小説「新・人間革命」に学ぶ――励ましの幸風を友へ社会へ

2012年6月21日(木)更新:2
【社説】
 創価学会の組織は、なぜ、発展し、強いのか――。
 小説『新・人間革命』第25巻には、主人公である山本伸一の行動を通し、その“回答”が明確に示されている。
 例えば、1977年(昭和52年)5月の伸一の熊本県訪問が描かれた「人材城」の章における、壮年の述懐――。
 「先生は、一人ひとりの話に耳を傾け、真剣勝負で激励され続けてきた。懸命に、人材を見つけ、育てようとされているんだ。この励ましこそ、創価学会の生命線なんだ」(「人材城」50)

〈全力で一人一人と対話〉
 熊本滞在は、わずか2泊3日であった。

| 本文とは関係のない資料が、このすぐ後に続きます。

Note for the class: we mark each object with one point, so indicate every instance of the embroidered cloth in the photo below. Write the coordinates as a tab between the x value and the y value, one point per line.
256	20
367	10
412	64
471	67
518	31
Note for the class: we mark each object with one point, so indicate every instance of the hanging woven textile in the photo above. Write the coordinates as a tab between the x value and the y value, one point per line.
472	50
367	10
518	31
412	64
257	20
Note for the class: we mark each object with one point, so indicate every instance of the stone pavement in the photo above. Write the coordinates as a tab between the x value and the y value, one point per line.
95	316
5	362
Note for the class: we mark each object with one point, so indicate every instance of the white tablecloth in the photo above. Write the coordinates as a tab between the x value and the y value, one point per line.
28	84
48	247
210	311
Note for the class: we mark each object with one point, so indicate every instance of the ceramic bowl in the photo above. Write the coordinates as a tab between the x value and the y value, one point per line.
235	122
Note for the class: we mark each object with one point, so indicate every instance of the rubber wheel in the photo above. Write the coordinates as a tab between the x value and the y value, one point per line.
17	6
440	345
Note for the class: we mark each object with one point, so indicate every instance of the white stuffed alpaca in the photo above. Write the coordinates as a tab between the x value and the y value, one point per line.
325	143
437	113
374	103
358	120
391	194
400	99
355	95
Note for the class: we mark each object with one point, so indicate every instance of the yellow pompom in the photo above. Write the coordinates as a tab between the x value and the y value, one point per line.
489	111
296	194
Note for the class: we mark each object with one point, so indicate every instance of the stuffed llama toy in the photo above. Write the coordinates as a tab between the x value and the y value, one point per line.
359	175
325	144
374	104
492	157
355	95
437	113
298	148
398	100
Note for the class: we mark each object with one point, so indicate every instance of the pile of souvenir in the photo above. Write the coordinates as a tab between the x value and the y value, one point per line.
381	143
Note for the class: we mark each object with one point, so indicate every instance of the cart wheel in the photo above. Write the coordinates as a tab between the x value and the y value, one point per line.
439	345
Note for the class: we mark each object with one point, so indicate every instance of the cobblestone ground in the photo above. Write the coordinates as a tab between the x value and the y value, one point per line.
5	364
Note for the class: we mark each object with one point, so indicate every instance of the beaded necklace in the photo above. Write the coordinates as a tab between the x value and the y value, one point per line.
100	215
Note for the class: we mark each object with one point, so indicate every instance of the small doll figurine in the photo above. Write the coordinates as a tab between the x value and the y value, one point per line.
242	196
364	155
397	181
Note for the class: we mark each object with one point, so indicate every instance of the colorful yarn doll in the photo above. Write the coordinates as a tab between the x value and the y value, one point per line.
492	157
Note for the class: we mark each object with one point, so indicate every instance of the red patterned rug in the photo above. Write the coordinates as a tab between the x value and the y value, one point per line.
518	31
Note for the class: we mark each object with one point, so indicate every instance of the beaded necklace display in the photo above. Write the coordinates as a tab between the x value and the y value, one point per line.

その間に伸一は、寸暇を惜しんで学会員と会い、激励に次ぐ激励を重ねる。
 父の借金を苦労して返済した3兄弟の長男の壮年。ダム建設で水没する五木地域を擁する組織のリーダー。片道2時間かけて担当組織地域に通う婦人部幹部。医師を志す学生部員……。
 小説には、激励を受けたメンバーは、一部しか登場しない。
 しかし、この時、実際に池田名誉会長に励まされ、指導を受けた人は百人以上、会合参加者を含めると、千数百人に上る。
 伸一の激励について、小説は描く。それは名誉会長の行動そのものだ。
 「学会歌の指揮も執った。何百人と握手も交わした。手はしびれ、指は感触を失った。山と積まれた色紙や書籍に揮毫もした。腕が疲れ、あがらなくなったこともあった。記念撮影も数知れなかった。フラッシュを浴び続けたためか、目もいためた。
 そうせずしては、全国、全世界に広がった一千万人になんなんとする同志と、心を結び合えるわけがない」(同13)

〈皆が“山本伸一”の心で〉
 名誉会長の全生命を注いでの励ましが、「希望の光」を送り、「勇気の火」をともし、多くの同志を蘇生させていったのである。
 その人たちがまた、さらに多くの友を励まし、創価の民衆の連帯が築かれていった。
 東日本大震災後、人と人の絆の尊さが見直されている。絆は“励まし”から生まれる。学会には、社会の繁栄と自他共の幸福を願う“励まし”の伝統がある。
 わが地域、社会にあって、皆が“山本伸一”の心で、この友に、あの友に、励ましの幸風を送っていく――その運動を、私たちは「広宣流布」と呼ぶ。